Pourquoi la réglementation adoptée par l'UE est-elle si importante ?
Les entreprises de l'UE ne figurent pas parmi les grands acteurs du développement de l'IA de pointe. Ce rôle est dévolu aux États-Unis et à la Chine. Cela dit, Bruxelles joue souvent un rôle de précurseur avec des réglementations qui tendent à devenir des normes mondiales de facto et est devenue une pionnière dans les efforts visant à cibler le pouvoir des grandes entreprises technologiques. Selon les experts, la taille même du marché unique de l'UE, qui compte 450 millions de consommateurs, permet aux entreprises de se conformer plus facilement à la réglementation que de développer des produits différents pour différentes régions.
Mais selon les experts, il ne s'agit pas seulement d'une mesure de répression. En établissant des règles communes pour l'IA, Bruxelles tente également de développer le marché en inspirant confiance aux utilisateurs. « Le fait qu'il s'agisse d'une loi qui peut être appliquée et que les entreprises seront tenues pour responsables est important, car d'autres pays comme les États-Unis, Singapour et la Grande-Bretagne se sont contentés d'offrir des "orientations et des recommandations. D'autres pays pourraient vouloir adapter et copier les règles de l'UE », a déclaré Kris Shrishak, technologue et membre du Conseil irlandais pour les libertés civiles.

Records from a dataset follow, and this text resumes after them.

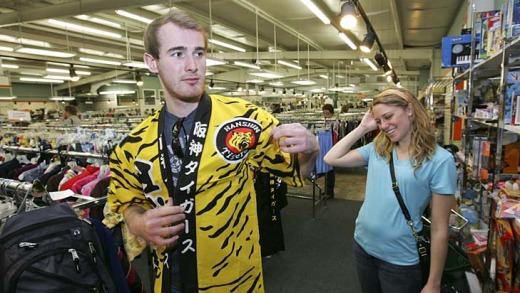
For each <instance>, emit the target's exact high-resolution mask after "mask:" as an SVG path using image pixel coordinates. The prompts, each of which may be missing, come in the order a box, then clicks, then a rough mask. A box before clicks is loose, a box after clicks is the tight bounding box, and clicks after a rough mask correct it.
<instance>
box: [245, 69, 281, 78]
mask: <svg viewBox="0 0 520 293" xmlns="http://www.w3.org/2000/svg"><path fill="white" fill-rule="evenodd" d="M249 74H250V75H254V76H258V77H263V78H271V79H273V78H282V77H283V75H282V74H280V73H277V72H273V71H268V70H264V69H260V70H257V71H252V72H249Z"/></svg>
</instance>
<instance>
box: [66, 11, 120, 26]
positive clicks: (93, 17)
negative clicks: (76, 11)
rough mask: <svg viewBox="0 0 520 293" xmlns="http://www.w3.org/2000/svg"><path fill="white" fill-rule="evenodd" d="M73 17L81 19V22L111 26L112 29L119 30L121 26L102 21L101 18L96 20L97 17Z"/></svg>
mask: <svg viewBox="0 0 520 293" xmlns="http://www.w3.org/2000/svg"><path fill="white" fill-rule="evenodd" d="M74 17H75V18H78V19H81V20H86V21H90V22H93V23H98V24H102V25H106V26H111V27H113V28H121V25H120V24H119V23H115V22H113V21H108V20H104V19H101V18H97V17H92V16H88V15H85V14H82V15H77V16H74Z"/></svg>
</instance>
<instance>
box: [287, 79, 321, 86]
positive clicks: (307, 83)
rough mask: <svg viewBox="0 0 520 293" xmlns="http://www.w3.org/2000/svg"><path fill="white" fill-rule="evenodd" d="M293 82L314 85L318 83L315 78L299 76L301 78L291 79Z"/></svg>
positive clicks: (302, 84) (291, 82) (306, 84)
mask: <svg viewBox="0 0 520 293" xmlns="http://www.w3.org/2000/svg"><path fill="white" fill-rule="evenodd" d="M291 83H294V84H297V85H314V84H316V82H315V81H314V80H311V79H304V78H299V79H296V80H293V81H291Z"/></svg>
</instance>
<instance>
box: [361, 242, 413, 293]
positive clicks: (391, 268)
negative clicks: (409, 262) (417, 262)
mask: <svg viewBox="0 0 520 293" xmlns="http://www.w3.org/2000/svg"><path fill="white" fill-rule="evenodd" d="M354 256H355V258H356V267H357V274H358V278H359V283H360V285H361V290H362V292H363V293H419V292H421V290H422V274H421V266H420V265H419V264H417V265H412V266H399V265H394V264H391V263H388V262H385V261H382V260H380V259H378V258H375V257H373V256H371V255H369V254H368V253H366V252H365V250H363V248H362V247H361V246H360V245H359V244H357V242H355V241H354Z"/></svg>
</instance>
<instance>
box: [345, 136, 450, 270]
mask: <svg viewBox="0 0 520 293" xmlns="http://www.w3.org/2000/svg"><path fill="white" fill-rule="evenodd" d="M357 150H358V151H359V153H360V154H361V156H362V157H363V159H364V160H365V161H367V162H368V173H367V182H366V191H365V200H364V202H363V205H362V206H361V210H360V211H359V215H358V217H357V219H356V229H355V232H354V239H355V240H356V242H357V243H358V244H360V245H361V247H363V249H364V250H365V251H366V252H367V253H368V254H370V255H372V256H374V257H377V258H379V259H382V260H384V261H386V262H389V263H392V264H396V265H414V264H417V263H418V262H419V257H418V255H417V246H416V243H415V239H414V238H413V236H412V230H411V229H410V227H409V226H408V225H407V223H406V219H405V218H404V215H403V213H402V211H401V208H400V206H399V203H398V202H397V198H396V197H395V193H394V191H393V190H392V188H391V186H392V177H391V176H390V168H389V165H388V162H387V161H386V159H385V158H384V157H381V156H379V155H378V154H377V153H376V151H375V148H374V145H373V143H369V144H367V145H365V146H363V147H360V148H358V149H357ZM393 157H394V168H395V176H396V179H397V183H398V185H399V191H400V192H401V195H402V197H403V200H404V202H405V204H406V207H407V208H408V210H409V212H410V216H411V217H412V219H413V221H414V224H415V228H416V229H417V231H420V230H421V229H422V222H421V215H422V214H423V212H424V210H425V209H426V207H427V206H428V204H429V202H430V200H431V198H432V193H438V194H446V195H452V194H454V193H455V190H456V185H457V184H456V180H457V174H456V169H455V162H454V160H453V156H452V155H451V153H449V152H448V151H447V150H445V149H444V148H442V147H440V146H436V148H435V152H434V154H433V155H432V158H431V160H430V161H425V162H423V165H422V167H421V168H419V169H418V170H417V171H416V172H415V173H414V170H413V166H412V164H411V163H410V160H409V159H405V160H398V159H397V154H396V151H395V149H394V150H393Z"/></svg>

Les entreprises et les groupes industriels avertissent toutefois que l'Europe doit trouver un juste équilibre. Sam Altman, PDG d'OpenAI, a exprimé son soutien à certains garde-fous en matière d'IA et a signé, avec d'autres dirigeants d'entreprises technologiques, une mise en garde contre les risques qu'elle représente pour l'humanité. Mais il a également déclaré que c'était "une erreur d'imposer une réglementation lourde dans ce domaine dès maintenant". Microsoft et IBM ont salué le vote de mercredi, mais attendent avec impatience que la législation proposée soit affinée. Mais d'autres acteurs comme Meta semblent minimiser les risques.
« L'UE est en passe de devenir un leader en matière de réglementation de l'IA, mais il reste à voir si elle sera à la pointe de l'innovation dans ce domaine. Les nouvelles règles de l'Europe en matière d'IA doivent traiter efficacement des risques clairement définis, tout en laissant suffisamment de flexibilité aux développeurs pour qu'ils puissent fournir des applications d'IA utiles au bénéfice de tous les Européens », a déclaré Boniface de Champris, responsable politique de la Computer and Communications Industry Association, un groupe de pression représentant les entreprises du secteur des technologies.
Pour combler le vide avant l'entrée en vigueur de la législation, l'Europe et les États-Unis élaborent un code de conduite volontaire dont les responsables ont promis, fin mai, qu'il serait rédigé dans les semaines à venir et qu'il pourrait être étendu à d'autres "pays partageant les mêmes idées".